There is now a call to reactor.run which will block. You might instead write this code as a twistd plugin or a .tac file, in which case you wouldn't be directly responsible for starting the reactor. However, someone must start the reactor, or most APIs from Twisted won't do anything. reactor.run blocks, of course, until someone calls reactor.stop.
There are no threads used by this approach. Twisted's cooperative multitasking approach to concurrency means you can still do multiple things at once, as long as you're mindful to cooperate (which usually means returning to the reactor once in a while).
The exact times the doSomeOtherLogic function is called is changed slightly, because there's no notion of "the buffer is empty for now" separate from "I just handled a message". You could change this so that the function is installed called once a second, or after every N messages, or whatever is appropriate.
The second possibility would be to really use threads. This might look very similar to the previous example, but you would call reactor.run in another thread, rather than the main thread. For example,
from Queue import Queue
from threading import Thread
class MessageQueuer(object):
def __init__(self, queue):
self.queue = queue
def messageReceived(self, message):
self.queue.put(message)
def main():
queue = Queue()
twistedServer = ...
twistedServer.start(MessageQueuer(queue))

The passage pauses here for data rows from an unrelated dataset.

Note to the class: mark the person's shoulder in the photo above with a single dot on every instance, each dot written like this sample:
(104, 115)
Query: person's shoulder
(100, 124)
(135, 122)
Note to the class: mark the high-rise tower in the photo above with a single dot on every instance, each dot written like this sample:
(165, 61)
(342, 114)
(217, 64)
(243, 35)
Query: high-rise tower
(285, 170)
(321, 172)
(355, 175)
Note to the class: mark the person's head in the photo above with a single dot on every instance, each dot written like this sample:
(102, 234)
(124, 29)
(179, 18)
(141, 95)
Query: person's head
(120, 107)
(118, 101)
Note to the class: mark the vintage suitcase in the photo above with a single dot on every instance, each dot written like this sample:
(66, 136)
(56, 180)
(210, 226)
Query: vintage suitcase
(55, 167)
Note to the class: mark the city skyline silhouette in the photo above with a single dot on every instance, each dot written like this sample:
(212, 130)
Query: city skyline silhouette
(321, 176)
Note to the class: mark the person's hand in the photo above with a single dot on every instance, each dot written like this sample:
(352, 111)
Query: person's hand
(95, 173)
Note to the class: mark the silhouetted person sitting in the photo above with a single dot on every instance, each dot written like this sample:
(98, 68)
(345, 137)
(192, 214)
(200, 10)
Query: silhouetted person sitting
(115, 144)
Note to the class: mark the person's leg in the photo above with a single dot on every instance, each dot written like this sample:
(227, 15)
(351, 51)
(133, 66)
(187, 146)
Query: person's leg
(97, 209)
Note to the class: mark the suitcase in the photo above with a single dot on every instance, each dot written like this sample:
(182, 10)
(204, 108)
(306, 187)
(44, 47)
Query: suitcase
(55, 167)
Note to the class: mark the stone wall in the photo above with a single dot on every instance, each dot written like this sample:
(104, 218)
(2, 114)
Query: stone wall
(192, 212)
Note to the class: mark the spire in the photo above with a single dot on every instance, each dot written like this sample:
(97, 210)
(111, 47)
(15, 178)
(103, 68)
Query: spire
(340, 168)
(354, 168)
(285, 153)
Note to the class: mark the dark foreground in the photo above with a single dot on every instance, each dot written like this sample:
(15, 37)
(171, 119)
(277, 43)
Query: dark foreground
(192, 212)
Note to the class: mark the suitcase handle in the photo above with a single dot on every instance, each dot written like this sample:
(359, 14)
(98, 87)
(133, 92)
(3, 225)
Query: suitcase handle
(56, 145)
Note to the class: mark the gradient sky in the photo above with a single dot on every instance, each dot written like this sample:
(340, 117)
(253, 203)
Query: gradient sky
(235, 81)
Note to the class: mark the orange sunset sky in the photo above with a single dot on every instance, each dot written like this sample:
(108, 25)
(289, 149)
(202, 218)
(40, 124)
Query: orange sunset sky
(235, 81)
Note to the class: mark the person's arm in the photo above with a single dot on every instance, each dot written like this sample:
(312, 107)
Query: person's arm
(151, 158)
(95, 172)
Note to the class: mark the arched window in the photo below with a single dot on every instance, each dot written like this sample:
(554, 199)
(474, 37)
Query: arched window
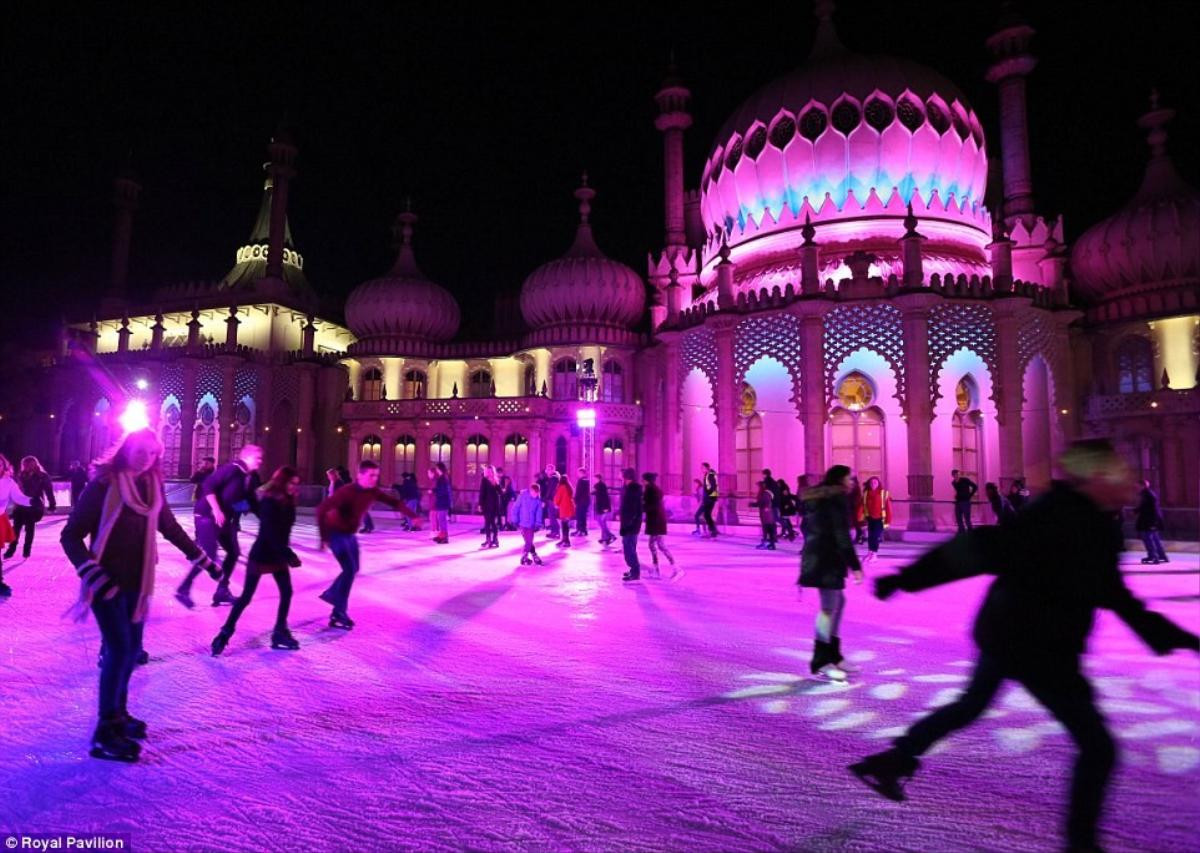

Thread(target=reactor.run, args=(False,)).start()
while True:
message = queue.get()
response = handleMessage(message)
reactor.callFromThread(twistedServer.sendResponse, response)
main()
This version assumes a twistedServer which works similarly, but uses a thread to let you have the while True: loop. Note:
You must invoke reactor.run(False) if you use a thread, to prevent Twisted from trying to install any signal handlers, which Python only allows to be installed in the main thread. This means the Ctrl-C handling will be disabled and reactor.spawnProcess won't work reliably.
MessageQueuer has the same interface as MessageReverser, only its implementation of messageReceived is different. It uses the threadsafe Queue object to communicate between the reactor thread (in which it will be called) and your main thread where the while True: loop is running.
You must use reactor.callFromThread to send the message back to the reactor thread (assuming twistedServer.sendResponse is actually based on Twisted APIs). Twisted APIs are typically not threadsafe and must be called in the reactor thread. This is what reactor.callFromThread does for you.
You'll want to implement some way to stop the loop and the reactor, one supposes. The python process won't exit cleanly until after you call reactor.stop.
Note that while the threaded version gives you the familiar, desired while True loop, it doesn't actually do anything much better than the non-threaded version. It's just more complicated. So, consider whether you actually need threads, or if they're merely an implementation technique that can be exchanged for something else.